Autre source d’inquiétude, et non des moindres, le fait que "le cadre règlementaire de plusieurs exutoires possibles (soit) encore à stabiliser". L’association demande que la règlementation sur les matières fertilisantes et les supports de culture – "attendue depuis près de 3 ans", souligne Gilles Vincent – soit enfin arrêtée - le projet de décret "socle commun" tardant à voir le jour. Elle prie également les utilisateurs potentiels de compost de confirmer les matières que les collectivités pourront leur apporter (voir notre article du 28 avril précité). Gilles Vincent y voit une "forme de responsabilité élargie des producteurs, puisque l’agriculture et l’agro-alimentaire sont à l’origine des biodéchets". 

"Le pire serait de faire des composts qui ne pourraient être utilisés", s’inquiète Nicolas Garnier (qui suggère par ailleurs la création "d’un véritable observatoire des sols" et "des valeurs limites tenant notamment compte de la nature des sols et des cultures"). Ce ne serait pas le moindre des paradoxes alors qu’il relève que "le monde agricole est très intéressé par les amendements organiques, qui enrichissent le sol, l’aèrent et retiennent l’eau" — une situation qui n’est pas sans rappeler celle de la réutilisation des eaux usées, qui peine toujours à s’imposer en dépit des besoins (voir notre article du 30 mars). Paradoxe qui serait d’autant plus incompréhensible selon lui que "la même rigueur n’est visiblement pas de mise pour d’autres substances", évoquant ici le récent prolongement par la Commission européenne de l’autorisation de l’herbicide S-métolachlore en dépit des réserves de l’Anses (voir notre article du 15 février).
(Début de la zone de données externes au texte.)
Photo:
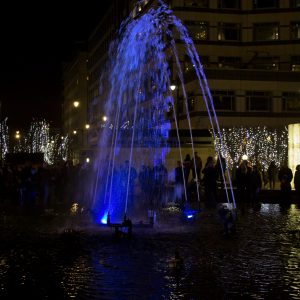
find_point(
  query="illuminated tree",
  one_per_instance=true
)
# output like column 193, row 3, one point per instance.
column 4, row 138
column 260, row 144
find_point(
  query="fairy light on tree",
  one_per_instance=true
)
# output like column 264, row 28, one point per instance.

Amorce souhaite encore que le cadre de l’injection de biogaz sur les réseaux et le soutien financier à ces projets soit "rapidement stabilisé", l’association convenant ici que "la publication de plusieurs textes le 10 juin [va] dans le bon sens" (voir notre article du 13 juin). 

… et d’une communication "avant tout locale"
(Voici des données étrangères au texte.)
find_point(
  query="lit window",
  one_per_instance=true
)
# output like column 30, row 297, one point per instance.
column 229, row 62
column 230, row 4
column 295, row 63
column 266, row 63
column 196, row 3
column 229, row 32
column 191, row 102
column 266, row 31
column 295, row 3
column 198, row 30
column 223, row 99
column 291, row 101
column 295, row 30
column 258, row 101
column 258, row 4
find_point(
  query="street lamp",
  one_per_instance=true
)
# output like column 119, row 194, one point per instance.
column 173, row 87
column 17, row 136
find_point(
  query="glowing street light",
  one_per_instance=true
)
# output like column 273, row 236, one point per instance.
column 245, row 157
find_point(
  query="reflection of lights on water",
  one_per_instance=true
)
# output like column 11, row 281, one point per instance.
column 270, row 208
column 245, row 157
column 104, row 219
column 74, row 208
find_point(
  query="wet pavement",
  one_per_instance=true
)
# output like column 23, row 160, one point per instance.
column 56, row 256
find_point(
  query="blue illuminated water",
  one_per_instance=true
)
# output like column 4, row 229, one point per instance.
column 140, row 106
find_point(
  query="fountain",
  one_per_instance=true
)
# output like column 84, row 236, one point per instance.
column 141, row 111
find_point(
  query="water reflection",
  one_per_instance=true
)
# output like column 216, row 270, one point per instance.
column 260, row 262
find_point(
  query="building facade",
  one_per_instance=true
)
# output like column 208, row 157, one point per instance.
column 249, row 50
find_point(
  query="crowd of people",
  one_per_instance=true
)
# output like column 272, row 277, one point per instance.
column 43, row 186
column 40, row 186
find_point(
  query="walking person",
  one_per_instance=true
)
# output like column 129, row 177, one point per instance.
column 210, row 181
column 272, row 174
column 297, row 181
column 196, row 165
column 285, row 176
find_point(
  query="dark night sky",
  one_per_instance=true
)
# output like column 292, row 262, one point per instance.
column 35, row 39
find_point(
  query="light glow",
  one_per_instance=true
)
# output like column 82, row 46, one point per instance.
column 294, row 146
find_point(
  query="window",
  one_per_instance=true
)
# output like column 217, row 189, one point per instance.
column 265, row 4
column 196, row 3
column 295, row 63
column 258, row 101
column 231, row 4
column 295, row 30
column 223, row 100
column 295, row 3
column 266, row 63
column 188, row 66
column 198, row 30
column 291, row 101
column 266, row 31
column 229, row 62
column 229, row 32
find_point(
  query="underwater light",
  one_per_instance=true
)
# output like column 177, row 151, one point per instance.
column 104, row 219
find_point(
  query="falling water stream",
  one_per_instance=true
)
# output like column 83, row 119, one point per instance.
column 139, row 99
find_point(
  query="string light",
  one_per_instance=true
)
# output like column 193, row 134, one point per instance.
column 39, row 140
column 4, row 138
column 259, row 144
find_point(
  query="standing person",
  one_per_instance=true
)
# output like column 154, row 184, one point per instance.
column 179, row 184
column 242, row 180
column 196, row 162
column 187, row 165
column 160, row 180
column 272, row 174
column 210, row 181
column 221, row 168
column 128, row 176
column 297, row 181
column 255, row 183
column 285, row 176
Pour espérer relever le défi, l’Association souligne par ailleurs le besoin d’une communication "avant tout locale". "Un message généraliste porté au niveau national n’est pas envisageable au vu de l’hétérogénéité et des spécificités des territoires, dans un contexte où les solutions seront seulement en déploiement au 1erjanvier 2024", estime-t-elle. "En déploiement", et non "déployées", car pour Amorce, "la date butoir du 31 décembre 2023 ne doit plus être vue comme une obligation de généralisation, mais une obligation d’étude de faisabilité". Alors que les résultats de la France en matière de recyclage des déchets ne sont pas sans inquiéter Bruxelles (voir notre article du 8 juin), l’association souligne en effet combien le pays reste loin des objectifs à l’égard de leur tri à la source. Citant une enquête de l’Ademe de 2022, elle observe que seulement 6,3% de la population française serait desservie par une collecte séparée des biodéchets, que 14% disposerait d’une solution de compostage individuel et 2,2% d’une solution de compostage partagé. Présente, l’Administration a laissé entendre qu’elle se montrerait compréhensive et que les collectivités défaillantes ne seront pas sanctionnées les premières années. La question reste de savoir quand cette mansuétude prendra fin.